Computerized Vote Rigging Is Still the Unseen Threat to US Democracy: It’s Time to Change the System

Our article in Truthout last week, Top Ten Epic Reasons Why You Should Give a Sh*t About Voting, elicited quite a few comments from readers voicing concern that ballots may not be correctly or honestly counted by our “black box” computer voting systems – and we would never know.

The Internet is already roaring with stories of visible attacks on democracy so far in the 2014 elections: 40,000 mostly minority voters purged from Georgia’s voter roles and thousands more in 26 other states, up to 600,000 Texas voters disenfranchised due to new Voter ID laws, and the attempts to override the electoral college in gerrymandered blue states like Michigan.

We can fight this fraud because we can see it, like the part of the iceberg that is above the water.

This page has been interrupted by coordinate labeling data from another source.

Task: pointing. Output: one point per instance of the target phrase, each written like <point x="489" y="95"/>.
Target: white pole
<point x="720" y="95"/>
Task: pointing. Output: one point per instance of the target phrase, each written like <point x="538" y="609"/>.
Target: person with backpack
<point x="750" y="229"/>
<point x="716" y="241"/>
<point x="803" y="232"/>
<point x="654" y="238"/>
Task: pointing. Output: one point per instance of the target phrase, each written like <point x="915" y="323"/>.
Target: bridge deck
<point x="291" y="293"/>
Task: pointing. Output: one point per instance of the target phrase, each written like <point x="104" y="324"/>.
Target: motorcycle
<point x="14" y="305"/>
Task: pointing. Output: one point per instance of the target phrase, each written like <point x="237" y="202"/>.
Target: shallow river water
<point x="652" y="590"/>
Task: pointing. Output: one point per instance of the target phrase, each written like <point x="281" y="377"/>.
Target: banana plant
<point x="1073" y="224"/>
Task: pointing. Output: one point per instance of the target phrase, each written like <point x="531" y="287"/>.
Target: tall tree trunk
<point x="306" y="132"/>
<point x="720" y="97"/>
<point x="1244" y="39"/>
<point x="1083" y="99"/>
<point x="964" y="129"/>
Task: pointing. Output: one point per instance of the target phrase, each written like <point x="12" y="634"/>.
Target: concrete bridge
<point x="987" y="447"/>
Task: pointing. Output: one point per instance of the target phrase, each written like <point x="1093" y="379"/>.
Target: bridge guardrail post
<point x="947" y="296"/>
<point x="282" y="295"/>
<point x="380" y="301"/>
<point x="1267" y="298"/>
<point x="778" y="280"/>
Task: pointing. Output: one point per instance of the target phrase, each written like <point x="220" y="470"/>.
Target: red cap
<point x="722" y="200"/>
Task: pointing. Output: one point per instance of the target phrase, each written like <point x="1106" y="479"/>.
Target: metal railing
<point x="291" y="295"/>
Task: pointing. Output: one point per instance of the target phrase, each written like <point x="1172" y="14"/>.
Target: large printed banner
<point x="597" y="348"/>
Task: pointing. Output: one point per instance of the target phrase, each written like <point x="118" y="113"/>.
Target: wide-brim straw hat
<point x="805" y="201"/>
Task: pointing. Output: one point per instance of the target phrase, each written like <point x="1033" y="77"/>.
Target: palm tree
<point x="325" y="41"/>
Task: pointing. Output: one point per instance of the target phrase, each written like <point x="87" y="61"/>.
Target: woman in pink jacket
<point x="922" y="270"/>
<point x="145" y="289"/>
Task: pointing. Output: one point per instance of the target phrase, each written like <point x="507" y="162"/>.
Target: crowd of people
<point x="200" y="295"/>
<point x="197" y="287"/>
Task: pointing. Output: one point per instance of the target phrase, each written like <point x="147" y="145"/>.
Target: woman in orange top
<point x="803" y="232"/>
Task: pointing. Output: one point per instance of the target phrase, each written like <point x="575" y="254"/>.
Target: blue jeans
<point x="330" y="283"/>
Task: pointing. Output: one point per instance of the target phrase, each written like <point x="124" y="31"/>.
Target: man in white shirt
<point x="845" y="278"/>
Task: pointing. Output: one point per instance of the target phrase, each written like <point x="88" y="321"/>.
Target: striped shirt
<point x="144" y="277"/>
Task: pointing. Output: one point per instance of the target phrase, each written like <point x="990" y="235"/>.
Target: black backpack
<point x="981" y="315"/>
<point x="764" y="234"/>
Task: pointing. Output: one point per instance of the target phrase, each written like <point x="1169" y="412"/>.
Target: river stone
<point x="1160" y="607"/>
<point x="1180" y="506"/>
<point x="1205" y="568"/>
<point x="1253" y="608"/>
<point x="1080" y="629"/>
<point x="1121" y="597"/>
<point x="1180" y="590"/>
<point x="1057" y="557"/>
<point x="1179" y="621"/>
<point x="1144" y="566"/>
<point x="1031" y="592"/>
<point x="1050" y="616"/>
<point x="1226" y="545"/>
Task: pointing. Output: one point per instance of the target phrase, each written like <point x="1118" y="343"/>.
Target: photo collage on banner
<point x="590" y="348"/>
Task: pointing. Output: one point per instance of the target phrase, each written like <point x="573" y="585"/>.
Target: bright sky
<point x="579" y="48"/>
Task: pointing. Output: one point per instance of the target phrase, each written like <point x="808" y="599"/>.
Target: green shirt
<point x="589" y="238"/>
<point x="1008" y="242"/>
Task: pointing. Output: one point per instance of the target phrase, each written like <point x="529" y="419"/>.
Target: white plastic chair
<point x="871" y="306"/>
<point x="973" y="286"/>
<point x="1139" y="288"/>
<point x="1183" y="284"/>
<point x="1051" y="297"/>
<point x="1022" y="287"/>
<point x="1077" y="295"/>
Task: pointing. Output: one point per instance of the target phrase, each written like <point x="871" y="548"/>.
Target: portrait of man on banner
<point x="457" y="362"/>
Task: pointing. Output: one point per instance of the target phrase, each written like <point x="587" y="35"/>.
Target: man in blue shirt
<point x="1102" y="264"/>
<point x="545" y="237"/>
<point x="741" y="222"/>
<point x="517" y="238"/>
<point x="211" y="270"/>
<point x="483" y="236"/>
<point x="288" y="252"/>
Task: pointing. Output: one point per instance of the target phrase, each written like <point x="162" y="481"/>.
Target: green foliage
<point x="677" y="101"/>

But yes, there is more below.

Exactly two years ago Harper’s Magazine published a cover story “How to Rig an Election,” (written by this author) detailing the hidden threat to democracy posed by our electronic vote counting systems. Easily rigged and hacked, these computers are controlled by a handful of shady corporations, some with criminal records, who fight to keep their vote-counting software a “trade secret.”

Computerized Voting Today Ensures That Americans Cannot Oversee or Verify Their Own Elections.

Elections are held in a vast patchwork of electoral fiefdoms where laws, procedures and private-vendor technology change from state to state; even from county to county. It’s difficult for one hand to know what the other is doing, particularly when legal public record requests on electronic voting systems are routinely denied.